Commits on Jan 28, 2012
  1. Skip SASL tests unless RUN_SASL_TESTS is defined.

    dustin committed Jan 28, 2012
    This fails for various stupid platform-specific things.  The SASL code
    can be working correctly, but not in a way that is completely
    predictable on every platform (for example, we may be missing a
    particular auth mode).
  2. Specify hostname in sasl_server_new.

    dustin committed Jan 28, 2012
    saslpasswd2 does something a little magical when initializing the
    structure that's different from what happens if you just pass NULL.
    
    The magic is too great for the tests as is, so this code does the same
    thing saslpasswd2 does to determine the fqdn.
  3. build fix: Define sasl_callback_ft on older versions of sasl.

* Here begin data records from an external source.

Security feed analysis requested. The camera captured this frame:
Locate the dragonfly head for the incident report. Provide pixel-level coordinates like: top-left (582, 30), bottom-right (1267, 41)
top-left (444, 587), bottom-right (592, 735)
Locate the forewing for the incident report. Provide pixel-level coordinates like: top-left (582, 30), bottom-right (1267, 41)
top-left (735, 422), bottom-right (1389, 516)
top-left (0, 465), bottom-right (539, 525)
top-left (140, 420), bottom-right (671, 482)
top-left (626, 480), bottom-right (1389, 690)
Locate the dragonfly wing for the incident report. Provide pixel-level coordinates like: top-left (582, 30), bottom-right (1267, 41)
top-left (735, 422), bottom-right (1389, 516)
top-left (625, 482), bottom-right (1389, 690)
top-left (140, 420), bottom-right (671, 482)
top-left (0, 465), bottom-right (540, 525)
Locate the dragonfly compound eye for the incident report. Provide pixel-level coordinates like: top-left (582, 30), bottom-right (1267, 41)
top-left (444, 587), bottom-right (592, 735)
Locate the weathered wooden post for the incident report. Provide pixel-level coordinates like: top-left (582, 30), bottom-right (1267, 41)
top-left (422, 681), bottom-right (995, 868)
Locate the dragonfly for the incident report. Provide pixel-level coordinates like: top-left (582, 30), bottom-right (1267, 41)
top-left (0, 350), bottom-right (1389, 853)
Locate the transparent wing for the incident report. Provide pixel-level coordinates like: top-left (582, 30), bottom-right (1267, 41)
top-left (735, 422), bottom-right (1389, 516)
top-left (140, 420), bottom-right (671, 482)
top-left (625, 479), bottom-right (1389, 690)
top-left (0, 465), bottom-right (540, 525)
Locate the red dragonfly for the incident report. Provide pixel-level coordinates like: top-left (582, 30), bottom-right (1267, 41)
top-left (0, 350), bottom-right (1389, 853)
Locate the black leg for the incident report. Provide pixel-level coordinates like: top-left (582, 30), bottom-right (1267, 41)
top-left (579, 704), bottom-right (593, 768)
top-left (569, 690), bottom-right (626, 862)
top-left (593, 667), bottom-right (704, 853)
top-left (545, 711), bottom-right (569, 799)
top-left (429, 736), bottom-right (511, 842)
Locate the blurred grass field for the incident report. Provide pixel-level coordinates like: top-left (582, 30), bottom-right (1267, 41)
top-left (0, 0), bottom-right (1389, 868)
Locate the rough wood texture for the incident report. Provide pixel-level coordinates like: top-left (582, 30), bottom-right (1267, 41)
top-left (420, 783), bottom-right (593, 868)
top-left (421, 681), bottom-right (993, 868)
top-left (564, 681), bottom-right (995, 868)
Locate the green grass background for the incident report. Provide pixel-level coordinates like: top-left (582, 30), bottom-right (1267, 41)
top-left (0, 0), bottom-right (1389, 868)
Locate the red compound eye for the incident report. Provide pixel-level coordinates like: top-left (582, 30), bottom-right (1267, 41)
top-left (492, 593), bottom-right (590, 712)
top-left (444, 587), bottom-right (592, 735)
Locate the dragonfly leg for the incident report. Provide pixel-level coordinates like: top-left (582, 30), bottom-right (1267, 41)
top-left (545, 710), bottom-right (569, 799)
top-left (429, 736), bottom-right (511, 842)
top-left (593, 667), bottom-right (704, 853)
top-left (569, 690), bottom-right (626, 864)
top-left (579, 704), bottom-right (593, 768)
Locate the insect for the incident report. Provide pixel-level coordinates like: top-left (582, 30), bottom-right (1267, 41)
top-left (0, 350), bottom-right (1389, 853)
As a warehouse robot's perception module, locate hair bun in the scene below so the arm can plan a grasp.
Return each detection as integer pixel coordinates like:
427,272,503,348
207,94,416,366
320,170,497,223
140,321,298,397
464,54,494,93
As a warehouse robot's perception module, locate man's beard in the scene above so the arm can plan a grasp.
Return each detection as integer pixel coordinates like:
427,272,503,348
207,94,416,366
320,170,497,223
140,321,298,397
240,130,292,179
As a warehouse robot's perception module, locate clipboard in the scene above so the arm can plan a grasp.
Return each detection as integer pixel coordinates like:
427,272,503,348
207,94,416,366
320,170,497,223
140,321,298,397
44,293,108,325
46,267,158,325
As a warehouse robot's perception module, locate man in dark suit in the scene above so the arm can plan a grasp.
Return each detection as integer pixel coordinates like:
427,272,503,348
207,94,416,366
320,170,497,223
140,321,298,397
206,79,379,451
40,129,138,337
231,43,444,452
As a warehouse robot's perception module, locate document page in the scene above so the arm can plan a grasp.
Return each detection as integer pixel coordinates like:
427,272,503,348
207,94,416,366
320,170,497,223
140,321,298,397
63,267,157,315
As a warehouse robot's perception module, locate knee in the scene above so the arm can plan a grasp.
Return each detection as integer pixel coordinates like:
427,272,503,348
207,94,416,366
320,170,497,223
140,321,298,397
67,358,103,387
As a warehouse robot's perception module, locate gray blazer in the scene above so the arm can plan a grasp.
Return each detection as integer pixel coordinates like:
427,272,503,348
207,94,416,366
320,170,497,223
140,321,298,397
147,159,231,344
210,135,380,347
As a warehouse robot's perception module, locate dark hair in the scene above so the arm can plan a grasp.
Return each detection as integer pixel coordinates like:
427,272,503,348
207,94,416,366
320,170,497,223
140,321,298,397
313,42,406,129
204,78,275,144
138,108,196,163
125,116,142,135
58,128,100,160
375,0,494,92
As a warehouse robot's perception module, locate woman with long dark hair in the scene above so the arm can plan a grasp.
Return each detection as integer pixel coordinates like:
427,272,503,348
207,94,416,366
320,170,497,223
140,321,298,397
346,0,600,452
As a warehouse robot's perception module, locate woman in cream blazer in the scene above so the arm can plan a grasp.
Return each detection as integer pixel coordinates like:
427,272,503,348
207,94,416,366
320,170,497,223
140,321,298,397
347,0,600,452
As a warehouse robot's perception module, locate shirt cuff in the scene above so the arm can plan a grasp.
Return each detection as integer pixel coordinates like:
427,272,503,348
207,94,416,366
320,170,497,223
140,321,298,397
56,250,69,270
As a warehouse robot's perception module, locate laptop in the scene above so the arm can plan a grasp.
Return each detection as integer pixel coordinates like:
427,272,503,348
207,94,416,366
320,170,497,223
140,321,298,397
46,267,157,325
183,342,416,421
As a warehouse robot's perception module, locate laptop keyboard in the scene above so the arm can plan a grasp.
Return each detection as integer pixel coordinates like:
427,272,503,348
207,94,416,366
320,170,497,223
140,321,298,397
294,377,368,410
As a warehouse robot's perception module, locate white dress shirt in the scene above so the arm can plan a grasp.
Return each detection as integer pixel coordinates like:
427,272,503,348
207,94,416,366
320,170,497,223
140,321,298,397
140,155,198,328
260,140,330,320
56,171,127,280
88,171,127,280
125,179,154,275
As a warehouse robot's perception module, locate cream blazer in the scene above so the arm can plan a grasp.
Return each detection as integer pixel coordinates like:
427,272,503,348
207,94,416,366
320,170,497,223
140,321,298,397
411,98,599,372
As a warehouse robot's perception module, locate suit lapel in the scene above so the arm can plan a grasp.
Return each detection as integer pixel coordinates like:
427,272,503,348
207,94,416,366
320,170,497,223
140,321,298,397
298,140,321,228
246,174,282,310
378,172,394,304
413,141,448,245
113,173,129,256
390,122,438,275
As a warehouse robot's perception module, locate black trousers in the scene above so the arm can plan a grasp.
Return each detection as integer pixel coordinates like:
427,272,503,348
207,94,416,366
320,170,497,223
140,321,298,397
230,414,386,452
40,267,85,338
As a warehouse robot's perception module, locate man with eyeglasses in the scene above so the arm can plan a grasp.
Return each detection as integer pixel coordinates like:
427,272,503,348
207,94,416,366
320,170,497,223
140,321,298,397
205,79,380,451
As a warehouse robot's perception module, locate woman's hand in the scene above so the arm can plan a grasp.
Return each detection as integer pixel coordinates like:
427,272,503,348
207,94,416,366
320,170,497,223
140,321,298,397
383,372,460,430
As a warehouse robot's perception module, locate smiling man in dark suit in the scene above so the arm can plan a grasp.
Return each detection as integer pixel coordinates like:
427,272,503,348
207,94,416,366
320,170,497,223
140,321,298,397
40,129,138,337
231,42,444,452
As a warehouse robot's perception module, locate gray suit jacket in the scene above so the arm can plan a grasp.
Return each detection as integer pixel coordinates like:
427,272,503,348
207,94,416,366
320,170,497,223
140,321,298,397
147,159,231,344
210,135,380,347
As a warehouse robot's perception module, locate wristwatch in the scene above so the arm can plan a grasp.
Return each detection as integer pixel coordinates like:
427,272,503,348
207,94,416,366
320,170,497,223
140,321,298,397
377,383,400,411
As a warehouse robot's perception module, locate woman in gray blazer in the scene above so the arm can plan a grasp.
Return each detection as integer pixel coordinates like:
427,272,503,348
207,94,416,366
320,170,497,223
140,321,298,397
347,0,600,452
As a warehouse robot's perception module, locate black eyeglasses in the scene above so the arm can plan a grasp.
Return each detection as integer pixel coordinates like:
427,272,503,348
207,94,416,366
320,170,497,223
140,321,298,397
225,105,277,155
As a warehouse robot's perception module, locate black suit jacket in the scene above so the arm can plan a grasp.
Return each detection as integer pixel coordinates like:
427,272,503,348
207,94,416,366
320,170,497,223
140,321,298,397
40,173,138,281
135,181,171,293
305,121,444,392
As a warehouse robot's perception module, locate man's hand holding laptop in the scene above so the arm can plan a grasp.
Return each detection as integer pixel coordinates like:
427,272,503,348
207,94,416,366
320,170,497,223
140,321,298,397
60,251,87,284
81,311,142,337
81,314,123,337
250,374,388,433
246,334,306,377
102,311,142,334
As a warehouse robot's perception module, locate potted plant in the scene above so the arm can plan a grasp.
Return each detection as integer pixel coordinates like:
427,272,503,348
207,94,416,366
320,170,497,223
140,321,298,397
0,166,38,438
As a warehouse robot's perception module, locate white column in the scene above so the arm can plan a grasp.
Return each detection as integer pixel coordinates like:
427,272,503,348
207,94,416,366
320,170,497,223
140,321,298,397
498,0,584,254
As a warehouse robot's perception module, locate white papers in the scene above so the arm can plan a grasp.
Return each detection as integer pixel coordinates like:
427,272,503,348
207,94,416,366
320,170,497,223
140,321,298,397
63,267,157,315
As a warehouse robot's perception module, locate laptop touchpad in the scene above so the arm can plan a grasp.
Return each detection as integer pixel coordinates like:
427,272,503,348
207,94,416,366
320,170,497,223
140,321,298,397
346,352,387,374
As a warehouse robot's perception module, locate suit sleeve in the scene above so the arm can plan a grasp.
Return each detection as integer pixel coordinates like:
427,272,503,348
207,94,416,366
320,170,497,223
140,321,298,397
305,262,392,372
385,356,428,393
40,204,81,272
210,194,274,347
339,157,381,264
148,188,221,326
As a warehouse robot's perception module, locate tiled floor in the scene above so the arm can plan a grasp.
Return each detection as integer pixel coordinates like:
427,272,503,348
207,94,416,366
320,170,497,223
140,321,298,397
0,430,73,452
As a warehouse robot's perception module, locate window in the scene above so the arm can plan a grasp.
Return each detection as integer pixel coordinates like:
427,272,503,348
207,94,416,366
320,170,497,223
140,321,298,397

    dustin committed Jan 28, 2012
    They just changed this randomly with no way to really detect it.  You
    can read about it here:
    
    http://lists.andrew.cmu.edu/pipermail/cyrus-sasl/2011-September/002340.html
Commits on Jan 26, 2012
  1. fix segfault when sending a zero byte command

    dormando committed Jan 26, 2012
    echo "" | nc localhost 11211 would segfault the server
    
    simple fix is to add the proper token check to the one place it's missing.
  2. fix warning in UDP test

    dormando committed Jan 26, 2012
  3. properly detect GCC atomics

    dormando committed Jan 26, 2012
    I was naive. GCC atomics were added in 4.1.2, and not easily detectable
    without configure tests. 32bit platforms, centos5, etc.
  4. tests: loop on short binary packet reads

    dustin committed Jan 26, 2012
    Awesome bug goes like this:
    
    let "c1" be the commit of the "good state" and "c2" be the commit
    immediately after (in a bad state).  "t1" is the state of the tree in "c1"
    and "t2" is the state of the tree in "c2"
    
    In their natural states, we have this:
    
    c1 -> t1 -> success
    c1 -> t2 -> fail
    
    However, if you take
    
    c1 -> t1 -> patch to t2 -> success
    c2 -> t2 -> patch to t1 -> fail
    
    So t1 *and* t2 both succeed if the committed tree is c1, but both fail of
    the committed tree is c2.
    
    The difference?  c1 has a tag that points to it so the version number is
    "1.2.10" whereas the version number for the unreleased c2 is
    "1.4.10-1-gee486ab" -- a bit longer, breaks stuff in tests that try to
    print stats.
Commits on Jan 18, 2012
  1. fix slabs_reassign tests on 32bit hosts

    dormando committed Jan 18, 2012
    32bit pointers are smaller... need more items to fill the slabs, sigh.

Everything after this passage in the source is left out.